While the term ”visual storytelling” is fairly new, the idea and execution of visual storytelling isn’t, not even in the context of advertising and marketing.
With the onslaught of content and the decreasing attention span of the population, we need to use the quickest and most compelling means to attract and keep their attention.
Show, don’t tell.
A set of images (or a single image) can tell a story without any words. Everything on the page should help illuminate the thesis, add to the narrative and push the story forward.
Build intrigue with an image that encourages the viewer to dive in. Remember: Great stories have conflict and contrast. Avoid overexplaining.
Avoid the “sell.” Make sense for your brand. Let the viewer naturally buy in. Don’t underestimate your audience; they will spot your insincerity.
Make it move.
Every story should follow an arc of some sort. It may be a short cycle with a single image or a longer sequence that relies heavily on an arc to organize and direct the message.

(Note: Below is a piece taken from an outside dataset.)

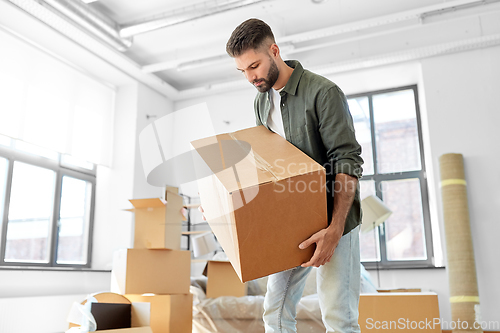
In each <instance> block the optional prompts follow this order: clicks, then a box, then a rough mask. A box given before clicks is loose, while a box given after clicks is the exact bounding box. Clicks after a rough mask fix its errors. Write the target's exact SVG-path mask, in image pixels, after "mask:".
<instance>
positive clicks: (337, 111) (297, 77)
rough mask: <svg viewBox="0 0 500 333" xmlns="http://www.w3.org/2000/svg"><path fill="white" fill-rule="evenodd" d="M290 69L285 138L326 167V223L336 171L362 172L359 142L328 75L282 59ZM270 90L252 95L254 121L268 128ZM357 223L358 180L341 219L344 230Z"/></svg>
mask: <svg viewBox="0 0 500 333" xmlns="http://www.w3.org/2000/svg"><path fill="white" fill-rule="evenodd" d="M286 64H287V65H288V66H290V67H292V68H294V71H293V73H292V76H291V77H290V79H289V80H288V82H287V84H286V85H285V87H284V88H283V90H281V92H280V96H281V103H280V106H281V116H282V118H283V127H284V129H285V137H286V139H287V140H288V141H289V142H291V143H292V144H293V145H295V146H296V147H297V148H299V149H300V150H302V151H303V152H304V153H306V154H307V155H309V156H310V157H311V158H312V159H314V160H315V161H316V162H318V163H319V164H321V165H323V166H324V167H325V169H326V185H327V208H328V223H330V222H331V219H332V212H333V195H334V191H333V182H334V180H335V175H336V174H337V173H345V174H348V175H351V176H354V177H356V178H358V179H359V178H360V177H361V173H362V168H361V165H362V164H363V159H362V158H361V156H360V155H361V146H360V145H359V143H358V142H357V141H356V137H355V135H354V125H353V121H352V116H351V113H350V112H349V106H348V104H347V99H346V97H345V95H344V93H343V92H342V90H340V88H339V87H338V86H337V85H336V84H335V83H333V82H331V81H330V80H328V79H326V78H324V77H322V76H320V75H318V74H314V73H312V72H310V71H308V70H305V69H304V68H302V65H301V64H300V63H299V62H298V61H295V60H292V61H286ZM270 93H271V92H270V91H268V92H265V93H258V94H257V96H256V97H255V101H254V109H255V117H256V123H257V126H259V125H264V126H265V127H267V128H268V129H269V126H268V123H267V120H268V117H269V111H270V109H271V102H270V98H269V97H270ZM360 223H361V203H360V199H359V186H358V188H357V189H356V194H355V197H354V202H353V204H352V207H351V209H350V211H349V213H348V215H347V218H346V221H345V228H344V235H345V234H347V233H348V232H350V231H351V230H352V229H354V228H355V227H356V226H358V225H359V224H360Z"/></svg>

Develop graphics and images that keep the arc in mind. For example, during the rising action, images could inspire excitement or suspense, while closing graphics often give the audience a feeling of hope or hopelessness depending on the story’s intent.
Slapping a few icons next to some type isn’t going to lead to great visual storytelling. Start with the story; give it time to develop and evolve. The writer and designer should be partnered from the beginning. Write, rewrite and refine. Write, rewrite and refine.
Visual storytelling has been around for as long as human beings have; it unites us with shared observations and experiences. For marketers, visual storytelling can distill complex information into an eye-catching, easy to absorb format that will spread your message, define your brand and entertain your consumers—today and for years to come.